I'd continue using Timsort (however, a good alternative is Smoothsort^*), but first probe the array to decide whether to sort in ascending or descending order. Look at the first and last elements and sort accordingly. If the array is unsorted, the choice is immaterial; if it is (partially) sorted, probing at a wide interval is more likely to correctly detect which way.

^*Smoothsort has the same best, average, and worst case time as Timsort, and better space complexity. Like Timsort, it was specifically designed to take advantage of partially sorted data.

Answer 2

Another possibility to consider:

• Start doing a (hand-rolled) insertion sort
• As you go, count the number of inversions you perform
• After you have done some small fixed number of insertions, compare the number of inversions that you have counted, to the maximum number of inversions that would have occurred by that point if the data were reverse-sorted to begin with:
• If the proportion is close to 0, then (probably) the data is nearly-sorted. Complete the insertion sort, which performs very well on nearly-sorted data. If you don't like the sound of "probably" then continue counting inversions as you go and be ready to fall back to Timsort if it falls under a threshold.
• If the proportion is close to 1, then (probably) the data is nearly-reverse-sorted, and you have a small number of sorted elements at the start. Move them to the end, reverse them, and complete an insertion sort with reversed comparator.
• Otherwise the data is random, use your favourite sorting algorithm.
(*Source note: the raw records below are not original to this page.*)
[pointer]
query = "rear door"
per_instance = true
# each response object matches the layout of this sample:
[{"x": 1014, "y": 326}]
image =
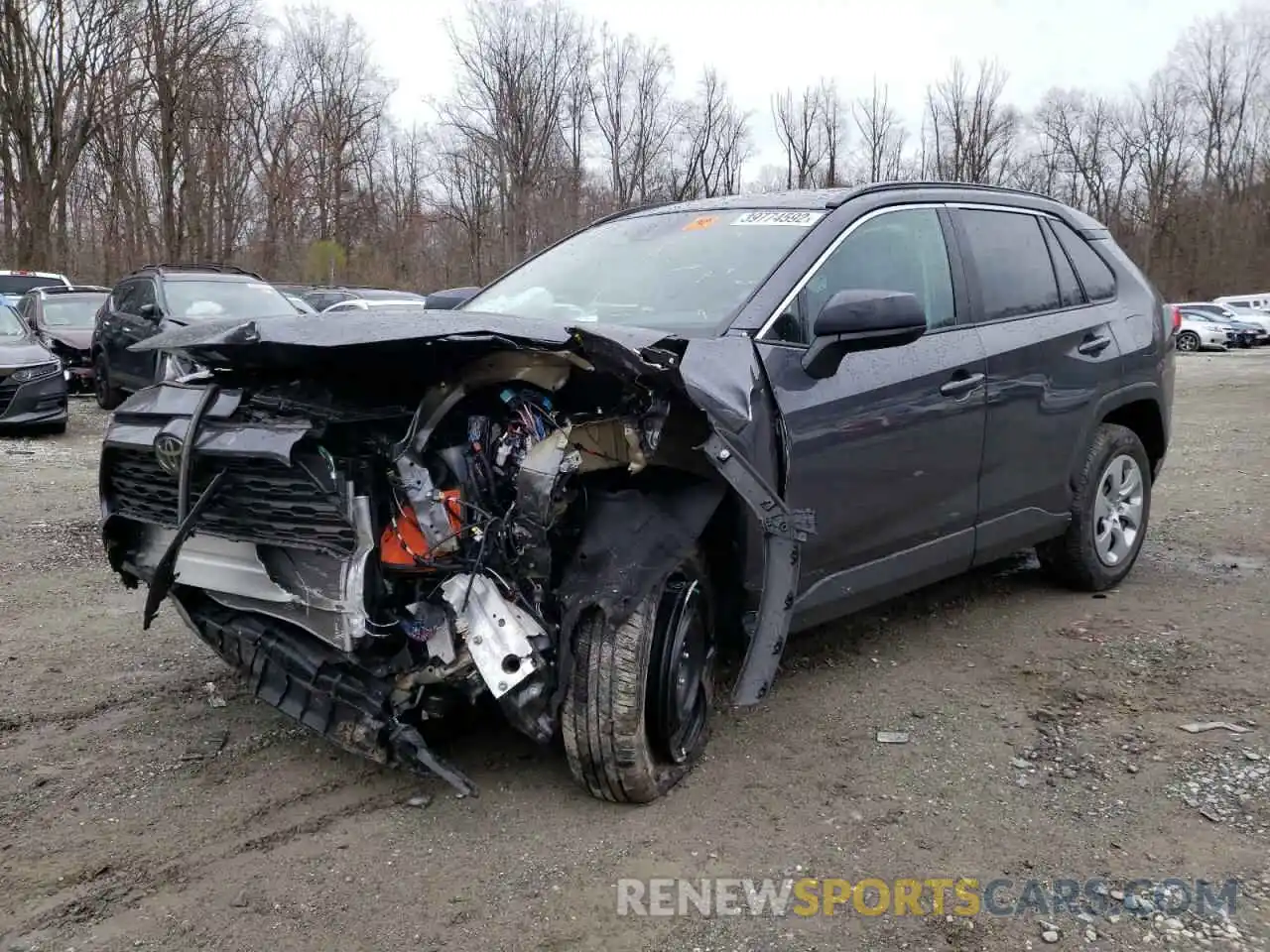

I'd say Timsort, but since that does well on nearly-sorted data there must be some other algorithm that does at least a tiny bit better than Timsort does on uniformly-shuffled data. Probably plain merge sort without the Tim.

The "small fixed number" can be a number for which insertion sort is fairly fast even in bad cases. I would guess 10-20 or so. It's possible to work out the probability of a false positive in uniformly shuffled data for any given number of insertions and any given threshold of "close to 0/1", but I'm too lazy.

You say the first and last few array elements typically buck the trend, in which case you could exclude them from the initial test insertion sort.

Obviously this approach is somewhat inspired by Timsort. But Timsort is fiendishly optimized for data that contains runs -- I have tried to fiendishly optimize only for data that's close to one big run (in either direction). Another feature of Timsort is that it's well tested, I don't claim to share that.